Today I will introduce the class to Tween Tribune. This is an AWESOME site for motivating your students to read nonfiction. See the video below for more information.
The lesson for today takes us back to the "Malala the Powerful" article from a lesson a few days ago and utilizes material Scholastic provides with the Scope magazines. Students will take a handout from the caddy that reviews the definition of an objective summary. Then, (depending on the comfort level of the class as some will not need the same level of support) we will use an objective summary model included with this issue to discuss what makes a good objective summary.
Although we have worked with objective summaries earlier this year, I find that students are still generally familiar with "summary" but not "objective". So, as we discuss the key points of an objective summary - we focus on the "no opinion" aspect which is harder to stick to now than it was when we were summarizing fiction.

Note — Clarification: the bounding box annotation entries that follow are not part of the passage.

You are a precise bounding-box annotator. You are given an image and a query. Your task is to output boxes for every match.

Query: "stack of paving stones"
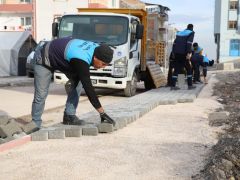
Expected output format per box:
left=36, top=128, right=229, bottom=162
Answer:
left=31, top=84, right=204, bottom=141
left=0, top=76, right=34, bottom=87
left=0, top=112, right=39, bottom=144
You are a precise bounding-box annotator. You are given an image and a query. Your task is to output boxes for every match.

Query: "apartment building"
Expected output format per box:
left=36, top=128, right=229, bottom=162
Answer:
left=0, top=0, right=119, bottom=42
left=214, top=0, right=240, bottom=62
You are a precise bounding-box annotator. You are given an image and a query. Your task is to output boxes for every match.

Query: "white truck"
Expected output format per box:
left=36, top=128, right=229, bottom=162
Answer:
left=52, top=8, right=166, bottom=97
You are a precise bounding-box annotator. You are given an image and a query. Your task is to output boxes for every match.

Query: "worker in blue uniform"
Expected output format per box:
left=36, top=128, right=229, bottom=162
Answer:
left=32, top=37, right=115, bottom=127
left=171, top=24, right=196, bottom=90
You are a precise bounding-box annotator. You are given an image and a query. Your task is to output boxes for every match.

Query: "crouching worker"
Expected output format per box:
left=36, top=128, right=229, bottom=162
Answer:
left=32, top=37, right=115, bottom=128
left=200, top=55, right=214, bottom=84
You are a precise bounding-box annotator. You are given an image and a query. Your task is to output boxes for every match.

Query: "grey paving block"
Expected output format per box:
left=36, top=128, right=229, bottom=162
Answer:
left=63, top=126, right=82, bottom=137
left=0, top=138, right=6, bottom=144
left=48, top=128, right=65, bottom=139
left=0, top=114, right=9, bottom=125
left=13, top=132, right=27, bottom=139
left=208, top=112, right=228, bottom=126
left=82, top=125, right=98, bottom=136
left=0, top=136, right=15, bottom=144
left=0, top=120, right=22, bottom=138
left=31, top=130, right=48, bottom=141
left=97, top=123, right=113, bottom=133
left=22, top=121, right=39, bottom=134
left=208, top=111, right=228, bottom=120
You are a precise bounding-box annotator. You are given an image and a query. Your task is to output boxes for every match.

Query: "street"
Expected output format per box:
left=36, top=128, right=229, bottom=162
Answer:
left=0, top=75, right=221, bottom=180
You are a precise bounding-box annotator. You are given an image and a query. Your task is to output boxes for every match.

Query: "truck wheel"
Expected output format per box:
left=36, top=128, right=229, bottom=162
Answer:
left=124, top=73, right=137, bottom=97
left=144, top=71, right=155, bottom=90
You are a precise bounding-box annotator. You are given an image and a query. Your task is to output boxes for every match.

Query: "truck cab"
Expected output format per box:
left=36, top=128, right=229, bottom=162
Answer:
left=52, top=9, right=163, bottom=96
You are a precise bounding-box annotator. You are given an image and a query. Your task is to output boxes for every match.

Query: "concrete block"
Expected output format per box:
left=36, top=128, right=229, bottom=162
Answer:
left=0, top=114, right=9, bottom=125
left=97, top=123, right=113, bottom=133
left=114, top=118, right=127, bottom=130
left=0, top=138, right=6, bottom=144
left=13, top=132, right=27, bottom=139
left=31, top=130, right=48, bottom=141
left=177, top=74, right=185, bottom=89
left=0, top=137, right=15, bottom=144
left=223, top=62, right=234, bottom=70
left=22, top=121, right=39, bottom=134
left=63, top=126, right=82, bottom=137
left=82, top=125, right=98, bottom=136
left=0, top=120, right=22, bottom=138
left=48, top=128, right=65, bottom=139
left=208, top=111, right=228, bottom=120
left=208, top=112, right=228, bottom=126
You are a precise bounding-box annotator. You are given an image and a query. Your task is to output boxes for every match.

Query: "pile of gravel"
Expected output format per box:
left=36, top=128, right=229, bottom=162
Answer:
left=193, top=72, right=240, bottom=180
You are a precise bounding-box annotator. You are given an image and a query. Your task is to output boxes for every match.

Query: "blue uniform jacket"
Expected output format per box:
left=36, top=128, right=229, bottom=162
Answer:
left=172, top=29, right=194, bottom=55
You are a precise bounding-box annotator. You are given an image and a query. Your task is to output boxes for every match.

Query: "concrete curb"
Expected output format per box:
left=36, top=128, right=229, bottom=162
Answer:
left=0, top=135, right=31, bottom=152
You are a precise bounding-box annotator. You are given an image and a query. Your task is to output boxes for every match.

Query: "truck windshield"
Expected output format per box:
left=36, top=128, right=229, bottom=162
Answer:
left=59, top=15, right=128, bottom=46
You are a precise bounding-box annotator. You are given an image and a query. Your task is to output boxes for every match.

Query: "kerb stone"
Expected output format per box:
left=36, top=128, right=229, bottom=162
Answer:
left=31, top=130, right=48, bottom=141
left=97, top=123, right=113, bottom=133
left=82, top=125, right=98, bottom=136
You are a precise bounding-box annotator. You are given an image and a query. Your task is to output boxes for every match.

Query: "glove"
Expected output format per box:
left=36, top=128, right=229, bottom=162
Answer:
left=100, top=113, right=116, bottom=126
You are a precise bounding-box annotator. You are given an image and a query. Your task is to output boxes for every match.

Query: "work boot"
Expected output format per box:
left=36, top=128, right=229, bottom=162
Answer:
left=63, top=113, right=86, bottom=125
left=171, top=86, right=180, bottom=91
left=188, top=86, right=196, bottom=90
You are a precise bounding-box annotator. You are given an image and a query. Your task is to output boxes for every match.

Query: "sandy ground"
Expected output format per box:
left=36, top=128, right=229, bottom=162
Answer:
left=0, top=75, right=221, bottom=180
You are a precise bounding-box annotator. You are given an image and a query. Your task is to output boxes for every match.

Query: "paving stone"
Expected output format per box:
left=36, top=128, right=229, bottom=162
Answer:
left=0, top=137, right=14, bottom=144
left=0, top=114, right=9, bottom=125
left=0, top=120, right=22, bottom=138
left=82, top=125, right=98, bottom=136
left=13, top=132, right=27, bottom=139
left=97, top=123, right=113, bottom=133
left=208, top=111, right=228, bottom=120
left=223, top=62, right=234, bottom=70
left=31, top=130, right=48, bottom=141
left=208, top=112, right=228, bottom=126
left=63, top=126, right=82, bottom=137
left=0, top=138, right=6, bottom=144
left=22, top=121, right=39, bottom=134
left=48, top=128, right=65, bottom=139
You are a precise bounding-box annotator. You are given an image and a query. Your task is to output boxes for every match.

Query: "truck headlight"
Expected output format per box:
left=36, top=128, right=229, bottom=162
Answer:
left=113, top=57, right=127, bottom=77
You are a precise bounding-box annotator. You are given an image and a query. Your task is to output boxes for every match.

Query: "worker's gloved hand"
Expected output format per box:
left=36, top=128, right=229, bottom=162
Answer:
left=100, top=113, right=116, bottom=126
left=186, top=53, right=192, bottom=60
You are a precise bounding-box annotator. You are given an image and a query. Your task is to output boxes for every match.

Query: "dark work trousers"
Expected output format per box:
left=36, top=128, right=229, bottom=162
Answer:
left=191, top=59, right=200, bottom=82
left=201, top=62, right=208, bottom=77
left=172, top=54, right=192, bottom=87
left=167, top=59, right=175, bottom=86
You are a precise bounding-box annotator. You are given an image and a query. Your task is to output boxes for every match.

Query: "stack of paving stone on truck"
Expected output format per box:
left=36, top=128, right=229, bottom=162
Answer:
left=52, top=8, right=167, bottom=97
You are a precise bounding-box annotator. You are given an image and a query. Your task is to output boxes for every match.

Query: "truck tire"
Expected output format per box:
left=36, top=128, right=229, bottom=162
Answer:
left=124, top=73, right=138, bottom=97
left=144, top=71, right=155, bottom=90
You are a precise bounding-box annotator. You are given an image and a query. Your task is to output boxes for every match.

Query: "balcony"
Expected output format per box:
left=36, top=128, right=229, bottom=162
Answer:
left=0, top=3, right=33, bottom=13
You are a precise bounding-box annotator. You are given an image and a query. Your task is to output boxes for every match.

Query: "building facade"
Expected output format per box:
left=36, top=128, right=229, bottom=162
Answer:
left=0, top=0, right=119, bottom=42
left=214, top=0, right=240, bottom=62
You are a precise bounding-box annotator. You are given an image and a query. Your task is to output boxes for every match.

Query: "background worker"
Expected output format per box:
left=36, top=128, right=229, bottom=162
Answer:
left=191, top=42, right=203, bottom=84
left=32, top=37, right=115, bottom=127
left=191, top=43, right=214, bottom=84
left=171, top=24, right=196, bottom=90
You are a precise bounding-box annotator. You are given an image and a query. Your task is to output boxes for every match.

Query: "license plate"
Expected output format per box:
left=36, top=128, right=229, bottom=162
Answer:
left=91, top=79, right=97, bottom=84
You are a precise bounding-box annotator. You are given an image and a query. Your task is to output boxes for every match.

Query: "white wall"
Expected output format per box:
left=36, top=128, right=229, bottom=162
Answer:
left=36, top=0, right=88, bottom=42
left=214, top=0, right=240, bottom=62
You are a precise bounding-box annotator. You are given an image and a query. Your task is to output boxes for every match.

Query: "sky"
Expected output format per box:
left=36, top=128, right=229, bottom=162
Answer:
left=141, top=0, right=216, bottom=59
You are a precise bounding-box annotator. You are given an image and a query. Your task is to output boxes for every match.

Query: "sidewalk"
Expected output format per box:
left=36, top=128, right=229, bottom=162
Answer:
left=0, top=74, right=219, bottom=180
left=0, top=76, right=34, bottom=87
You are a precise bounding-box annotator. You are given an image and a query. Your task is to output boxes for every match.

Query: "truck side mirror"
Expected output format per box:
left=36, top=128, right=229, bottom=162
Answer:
left=52, top=22, right=58, bottom=37
left=136, top=24, right=144, bottom=39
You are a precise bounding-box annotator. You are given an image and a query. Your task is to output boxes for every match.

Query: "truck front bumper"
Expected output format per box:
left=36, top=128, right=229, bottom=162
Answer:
left=54, top=72, right=131, bottom=89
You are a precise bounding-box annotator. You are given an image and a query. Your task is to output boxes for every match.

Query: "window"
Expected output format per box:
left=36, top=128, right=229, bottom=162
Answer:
left=20, top=0, right=32, bottom=3
left=229, top=39, right=240, bottom=56
left=229, top=1, right=238, bottom=10
left=21, top=17, right=32, bottom=26
left=228, top=21, right=237, bottom=29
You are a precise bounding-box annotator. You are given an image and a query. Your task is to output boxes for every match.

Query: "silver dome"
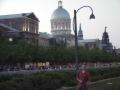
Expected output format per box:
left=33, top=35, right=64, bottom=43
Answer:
left=51, top=2, right=70, bottom=19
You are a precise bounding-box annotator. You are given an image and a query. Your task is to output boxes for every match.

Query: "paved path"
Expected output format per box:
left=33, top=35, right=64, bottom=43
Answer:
left=59, top=77, right=120, bottom=90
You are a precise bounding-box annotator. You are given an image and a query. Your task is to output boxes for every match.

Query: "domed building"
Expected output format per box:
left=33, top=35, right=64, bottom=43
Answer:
left=50, top=0, right=71, bottom=36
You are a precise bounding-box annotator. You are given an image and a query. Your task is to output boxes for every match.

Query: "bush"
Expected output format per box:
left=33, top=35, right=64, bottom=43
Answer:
left=0, top=68, right=120, bottom=90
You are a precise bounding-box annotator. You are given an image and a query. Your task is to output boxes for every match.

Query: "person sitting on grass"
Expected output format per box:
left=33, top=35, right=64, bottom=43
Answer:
left=76, top=65, right=90, bottom=90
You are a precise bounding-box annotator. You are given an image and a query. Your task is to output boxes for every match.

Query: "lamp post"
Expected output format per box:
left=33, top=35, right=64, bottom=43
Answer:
left=73, top=6, right=95, bottom=70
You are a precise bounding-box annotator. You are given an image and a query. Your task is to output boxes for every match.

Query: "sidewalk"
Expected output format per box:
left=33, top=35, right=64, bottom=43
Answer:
left=58, top=77, right=120, bottom=90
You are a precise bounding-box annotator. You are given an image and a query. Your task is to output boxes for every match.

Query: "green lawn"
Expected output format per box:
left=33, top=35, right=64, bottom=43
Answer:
left=68, top=77, right=120, bottom=90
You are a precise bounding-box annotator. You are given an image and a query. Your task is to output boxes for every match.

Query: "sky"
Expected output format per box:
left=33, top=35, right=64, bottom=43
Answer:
left=0, top=0, right=120, bottom=48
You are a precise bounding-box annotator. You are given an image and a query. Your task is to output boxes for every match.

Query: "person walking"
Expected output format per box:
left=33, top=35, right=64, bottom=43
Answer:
left=76, top=65, right=90, bottom=90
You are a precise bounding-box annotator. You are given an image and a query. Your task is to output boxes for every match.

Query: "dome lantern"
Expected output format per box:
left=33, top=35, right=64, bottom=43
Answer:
left=58, top=0, right=62, bottom=8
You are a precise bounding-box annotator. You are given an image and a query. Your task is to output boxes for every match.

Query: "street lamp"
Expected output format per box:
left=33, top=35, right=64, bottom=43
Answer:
left=73, top=6, right=95, bottom=70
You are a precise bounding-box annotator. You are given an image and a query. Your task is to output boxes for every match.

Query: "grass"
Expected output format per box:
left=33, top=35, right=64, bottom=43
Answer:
left=67, top=77, right=120, bottom=90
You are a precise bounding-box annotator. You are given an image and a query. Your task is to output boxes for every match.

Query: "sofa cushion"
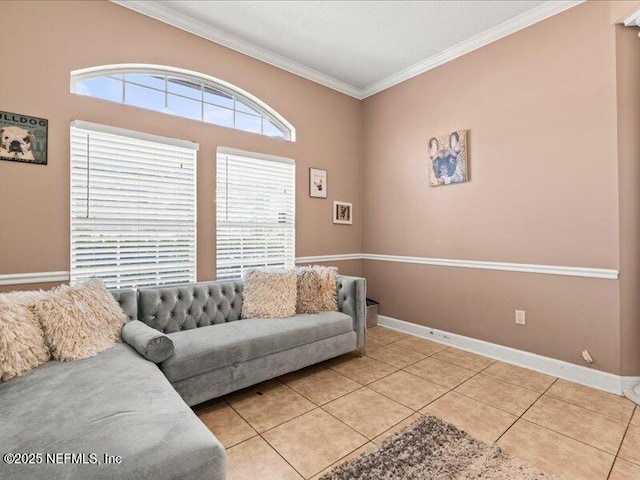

Next, I will ask them to follow with me as I read aloud directions (on the same page as the definition) that ask them to correct a sample of an objective summary of the article "Malala the Powerful". The directions tell them that some information does not belong, so as we read they find that the sample summary has several parts we can remove to make it better.
We work through this together with the SMART board, but they also keep the information on their copy as an example for their binders.
To practice writing objective summaries students will work with a partner to write an objective summary of a high interest article I have chosen on Tween Tribune. (Note that I would select this article the day of or before to ensure interest and relevance.)
After 10 minutes, students will self assess their summaries to review and eliminate or add anything they felt they overlooked - just as we did with the Scholastic example.
To assist them with this, I will display an objective summary I have written of the article on the SMART board and review it with them before turning them loose to assess. I will also collect and review their work for my information.
To wrap up this class, we will share out the most common mistakes they noticed when reading their work.